I was reading a tutorial of training a neural network using Newton's method and it says, "The maximum error reduction (of the error surface function) depends on the ratio of the gradient to the curvature. So, a good direction to move in is one with a high ratio of gradient to curvature, even if the gradient itself is small"
Can anybody give an intuitive explanation as to why the high ratio of gradient to curvature is a good direction to move?
On
Newton's method only uses the first derivative of the operator to approximate its behavior and estimate how to adjust the inputs to reach the desired outputs. If the operator is actually close to linear, this estimate will work well. If the operator is highly nonlinear, i.e. it has a lot of curvature or large higher derivatives, then that curvature will have a large effect that the estimate doesn't take into account and the estimate will be bad.

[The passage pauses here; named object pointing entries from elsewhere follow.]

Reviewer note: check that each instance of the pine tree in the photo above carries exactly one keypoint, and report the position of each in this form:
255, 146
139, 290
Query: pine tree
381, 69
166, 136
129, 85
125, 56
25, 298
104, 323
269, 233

I'm assuming by 'curvature' they mean '2nd derivative'. The reason for the formula is pretty simple to derive. Suppose that $y$ is the actual minimum of $f$ and $x$ is the current point. Then the 2nd order Taylor approximation of $f$ about $x$ gives
$$f(y) \approx f(x) + f'(x)(y-x) + \frac{1}{2}f''(x)(y-x)^2$$
If you just differentiate with respect to $y$ and use that $f'(y)=0$ then you get
$$y\approx x-\frac{f'(x)}{f''(x)}.$$
So it's the maximum decrease in the error according to a local approximation of the error by a quadratic function.